The tan object is The Waterproof Falsie; above it is the inside of my bikini top. It’s really happening!

In addition to buying The Waterproof Falsie, we also bought a little pocket. Mom is going to sew the pocket into the left side of my bikini, and then I’ll be able to insert The Waterproof Falsie when I want to go swimming. We were going to originally just sew in the prosthesis, but using the pocket instead will not sacrifice the integrity of The Falsie (I don’t want little beads falling out if a seam rips).

So now the bikini top, pocket, and my dear little Falsie are up with Mom at our vacation home in Groveland (near Yosemite). She is going to use her sewing magic, and next weekend when I’m in Groveland for Memorial Day, my bikini will be ready to go! I can’t wait to try it out and post pictures.

Moving on: on Thursday I saw the wonderful Dr. Festekjian again. He removed the stitches from my left side and did a saline fill on my right side. My right tissue expander is now at 550 ccs. I’ve decided to hold off on getting fills for a while, since my right side is now about even with both my cotton prosthesis and The Waterproof Falsie.

I confronted Dr. Festekjian bluntly about when I’ll be getting my left tissue expander replaced. When my infection was running wild and he first suggested that the tissue expander be removed, he said it would need to be out for at least two months. Of course I was shooting for two months, but at the start of Thursday’s appointment when I asked, he said “three to four months.” Bummer.

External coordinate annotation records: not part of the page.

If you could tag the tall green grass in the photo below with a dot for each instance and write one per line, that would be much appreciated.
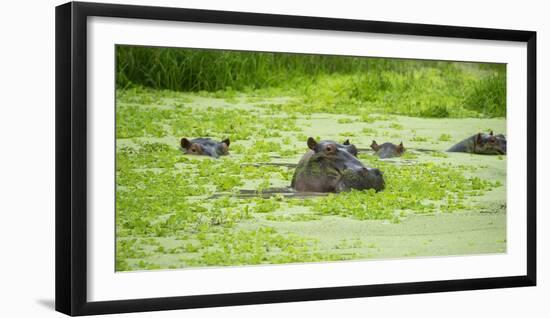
(399, 86)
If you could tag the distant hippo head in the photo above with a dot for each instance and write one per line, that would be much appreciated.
(387, 149)
(329, 167)
(489, 144)
(205, 147)
(347, 146)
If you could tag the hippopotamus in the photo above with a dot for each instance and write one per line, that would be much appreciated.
(387, 149)
(482, 143)
(205, 147)
(330, 167)
(347, 146)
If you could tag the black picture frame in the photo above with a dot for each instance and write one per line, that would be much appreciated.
(71, 157)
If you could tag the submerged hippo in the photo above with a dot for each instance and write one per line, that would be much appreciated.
(347, 146)
(387, 149)
(328, 167)
(205, 147)
(485, 144)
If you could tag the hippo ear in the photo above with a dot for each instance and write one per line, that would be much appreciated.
(311, 143)
(185, 143)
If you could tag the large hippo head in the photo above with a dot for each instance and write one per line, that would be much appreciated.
(329, 167)
(205, 147)
(489, 144)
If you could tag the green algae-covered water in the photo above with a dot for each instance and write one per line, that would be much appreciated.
(178, 211)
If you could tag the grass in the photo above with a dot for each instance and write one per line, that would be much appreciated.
(322, 83)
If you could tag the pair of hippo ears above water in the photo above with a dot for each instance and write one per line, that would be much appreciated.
(491, 137)
(331, 146)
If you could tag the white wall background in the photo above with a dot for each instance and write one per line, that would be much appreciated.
(27, 158)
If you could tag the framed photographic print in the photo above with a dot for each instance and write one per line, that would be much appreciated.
(208, 158)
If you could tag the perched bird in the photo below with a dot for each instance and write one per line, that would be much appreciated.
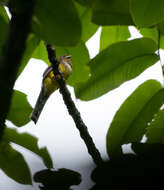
(49, 85)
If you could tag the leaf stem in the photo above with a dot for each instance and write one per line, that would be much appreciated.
(73, 111)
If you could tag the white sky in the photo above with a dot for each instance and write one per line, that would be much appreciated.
(57, 131)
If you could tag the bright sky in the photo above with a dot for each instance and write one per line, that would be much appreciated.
(55, 128)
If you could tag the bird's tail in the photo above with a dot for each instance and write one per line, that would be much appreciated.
(39, 106)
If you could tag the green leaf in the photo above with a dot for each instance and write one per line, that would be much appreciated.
(80, 59)
(29, 142)
(155, 132)
(4, 2)
(20, 109)
(148, 12)
(113, 34)
(3, 27)
(87, 3)
(88, 28)
(131, 120)
(41, 53)
(31, 44)
(111, 12)
(57, 22)
(13, 164)
(120, 62)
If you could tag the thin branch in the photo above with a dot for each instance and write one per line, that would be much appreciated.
(93, 151)
(19, 28)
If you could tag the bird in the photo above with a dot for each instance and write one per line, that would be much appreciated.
(49, 85)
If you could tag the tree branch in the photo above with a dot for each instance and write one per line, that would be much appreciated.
(19, 28)
(93, 151)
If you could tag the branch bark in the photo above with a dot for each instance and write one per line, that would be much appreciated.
(14, 47)
(73, 111)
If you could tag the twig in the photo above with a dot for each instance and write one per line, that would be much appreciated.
(93, 151)
(19, 28)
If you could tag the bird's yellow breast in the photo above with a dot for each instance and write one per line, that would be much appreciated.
(50, 83)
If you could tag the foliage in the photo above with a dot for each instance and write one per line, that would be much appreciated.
(68, 25)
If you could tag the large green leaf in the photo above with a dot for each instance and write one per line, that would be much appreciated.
(57, 22)
(3, 26)
(116, 64)
(111, 12)
(155, 132)
(132, 119)
(113, 34)
(29, 142)
(31, 44)
(88, 28)
(148, 12)
(13, 164)
(80, 58)
(20, 109)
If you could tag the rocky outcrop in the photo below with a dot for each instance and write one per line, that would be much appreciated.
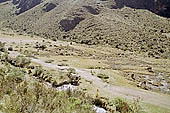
(67, 24)
(48, 7)
(24, 5)
(160, 7)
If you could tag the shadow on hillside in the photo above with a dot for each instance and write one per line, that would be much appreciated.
(161, 7)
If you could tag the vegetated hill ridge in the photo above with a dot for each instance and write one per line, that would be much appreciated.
(133, 25)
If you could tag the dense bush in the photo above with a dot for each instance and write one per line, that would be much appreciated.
(31, 96)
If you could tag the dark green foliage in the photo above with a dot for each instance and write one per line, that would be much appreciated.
(31, 96)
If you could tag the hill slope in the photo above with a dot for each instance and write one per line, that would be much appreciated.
(94, 22)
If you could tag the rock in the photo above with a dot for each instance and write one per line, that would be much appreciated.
(67, 24)
(99, 110)
(48, 7)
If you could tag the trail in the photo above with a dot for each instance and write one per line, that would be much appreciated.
(162, 100)
(129, 93)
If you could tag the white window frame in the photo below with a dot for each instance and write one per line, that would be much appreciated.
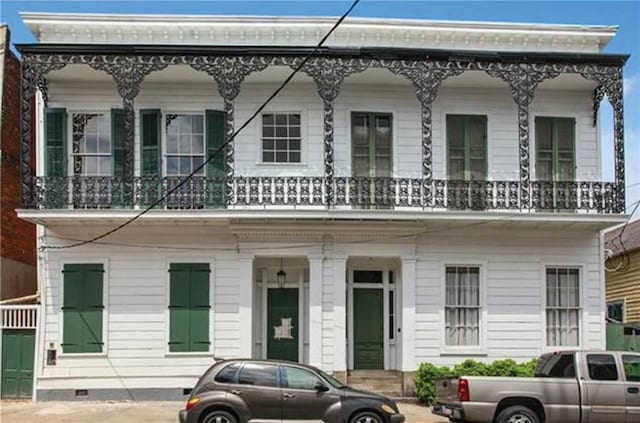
(167, 318)
(164, 140)
(481, 348)
(303, 137)
(452, 109)
(70, 154)
(581, 295)
(105, 304)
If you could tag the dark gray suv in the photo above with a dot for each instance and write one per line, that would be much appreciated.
(243, 391)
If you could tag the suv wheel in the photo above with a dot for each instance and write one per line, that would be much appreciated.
(366, 417)
(219, 416)
(517, 414)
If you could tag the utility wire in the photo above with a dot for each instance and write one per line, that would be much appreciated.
(222, 147)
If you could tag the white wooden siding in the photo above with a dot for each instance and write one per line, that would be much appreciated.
(398, 99)
(513, 261)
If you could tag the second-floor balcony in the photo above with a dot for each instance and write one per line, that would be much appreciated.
(84, 192)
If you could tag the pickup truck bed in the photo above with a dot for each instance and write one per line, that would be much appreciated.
(570, 387)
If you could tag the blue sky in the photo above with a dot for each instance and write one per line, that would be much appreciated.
(625, 14)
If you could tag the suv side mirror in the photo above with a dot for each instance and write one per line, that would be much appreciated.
(321, 387)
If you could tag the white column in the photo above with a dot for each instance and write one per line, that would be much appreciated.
(408, 314)
(340, 314)
(315, 310)
(245, 310)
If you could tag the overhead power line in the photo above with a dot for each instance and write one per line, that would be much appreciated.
(221, 148)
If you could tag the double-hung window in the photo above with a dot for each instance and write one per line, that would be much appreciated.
(189, 307)
(91, 144)
(466, 161)
(185, 143)
(462, 306)
(82, 308)
(281, 138)
(563, 306)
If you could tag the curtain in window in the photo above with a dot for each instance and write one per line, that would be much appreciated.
(563, 307)
(462, 306)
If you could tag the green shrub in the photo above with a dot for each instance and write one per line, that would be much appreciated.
(427, 374)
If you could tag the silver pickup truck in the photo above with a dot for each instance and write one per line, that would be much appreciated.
(568, 387)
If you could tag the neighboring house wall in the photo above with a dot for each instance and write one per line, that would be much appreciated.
(17, 237)
(624, 285)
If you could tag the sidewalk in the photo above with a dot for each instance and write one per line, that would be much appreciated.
(132, 412)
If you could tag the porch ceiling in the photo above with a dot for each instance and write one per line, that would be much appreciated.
(318, 222)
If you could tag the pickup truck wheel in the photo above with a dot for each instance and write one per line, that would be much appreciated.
(517, 414)
(366, 417)
(219, 416)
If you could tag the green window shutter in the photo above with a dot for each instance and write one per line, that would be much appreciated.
(117, 142)
(73, 304)
(82, 308)
(215, 170)
(150, 136)
(215, 139)
(189, 307)
(178, 308)
(93, 309)
(199, 307)
(55, 134)
(467, 147)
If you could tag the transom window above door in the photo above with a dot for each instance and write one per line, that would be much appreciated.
(91, 144)
(185, 143)
(281, 138)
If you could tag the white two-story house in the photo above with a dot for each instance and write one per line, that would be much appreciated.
(420, 191)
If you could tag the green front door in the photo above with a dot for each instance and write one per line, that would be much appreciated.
(17, 363)
(368, 329)
(282, 324)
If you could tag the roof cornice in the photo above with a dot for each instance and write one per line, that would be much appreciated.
(365, 53)
(283, 31)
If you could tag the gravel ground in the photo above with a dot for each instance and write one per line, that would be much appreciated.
(132, 412)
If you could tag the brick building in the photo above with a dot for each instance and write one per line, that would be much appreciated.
(17, 237)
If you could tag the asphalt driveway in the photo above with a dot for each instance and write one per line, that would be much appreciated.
(132, 412)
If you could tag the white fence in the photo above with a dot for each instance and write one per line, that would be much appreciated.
(18, 316)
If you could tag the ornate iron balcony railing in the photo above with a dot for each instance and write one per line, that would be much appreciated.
(88, 192)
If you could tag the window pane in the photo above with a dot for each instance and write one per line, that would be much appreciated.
(544, 134)
(172, 144)
(565, 134)
(258, 375)
(197, 144)
(198, 125)
(294, 157)
(602, 367)
(455, 131)
(367, 276)
(477, 129)
(268, 157)
(296, 378)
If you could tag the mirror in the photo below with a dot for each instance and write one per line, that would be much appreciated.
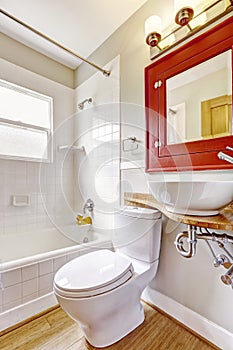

I wanted a more concrete time frame in order to plan my summer, so after he completed my fill, I pushed him for answers. He said three months was his final decision, and calculated the date based on when I got my the tissue expander removed. Three months from April 30 is July 30, which is a Monday. I can work with that. Three months is better than four!

In the coming weeks, Jeani (his assistant) and I will nail down a date for the tissue expander replacement surgery. Luckily it’s an outpatient procedure and I probably won’t have to stay in the hospital overnight. AND I won’t get a drain!!!!!! (Fingers crossed Dr. Festekjian doesn’t change his mind about that one!)

Well that’s all the update for now…The Strand is calling!